After a few weeks of increases, Apple shares (AAPL) started to fall again.
The Apple action (AAPL) is not really the party. After bouncing somewhat during the last week, it is clear that its price has been falling since the beginning of December. Apple's share is currently $ 509, and even $ 502 off the market and could drop below $ 500 before the end of the day. We are far from the 700 dollars reached following the release of the iPhone 5 last September.
Analysts are not showing much optimism on the action of the American glove in the short term. These are based in particular on sales of iPhone 5 and iPad which should not exceed 45 million units and 22 million units for the last quarter of this year. These analysts base their predictions on the fact that Apple has reduced orders for components for the iPhone 5 from Asian suppliers in order to prepare for a drop in demand. As for iPad sales, they would be cannibalized by those of the iPad mini.
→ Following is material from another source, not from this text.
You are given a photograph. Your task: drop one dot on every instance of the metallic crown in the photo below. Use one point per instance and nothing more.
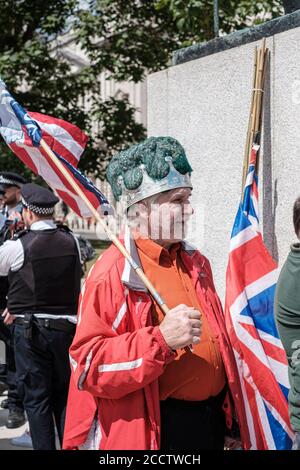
(150, 187)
Estimates that wouldn't change much for Apple if these analysts are believed. The latter believe that the American firm does not need to raise funds by selling its shares. Especially since this drop in share value could benefit Apple since it recently launched a program to buy back shares. A program spans three years.
Recall that the American glove has more than $ 100 billion in liquidity. A treasure of war which corresponds to a turnover of the group and which is sufficient to face possible difficulties.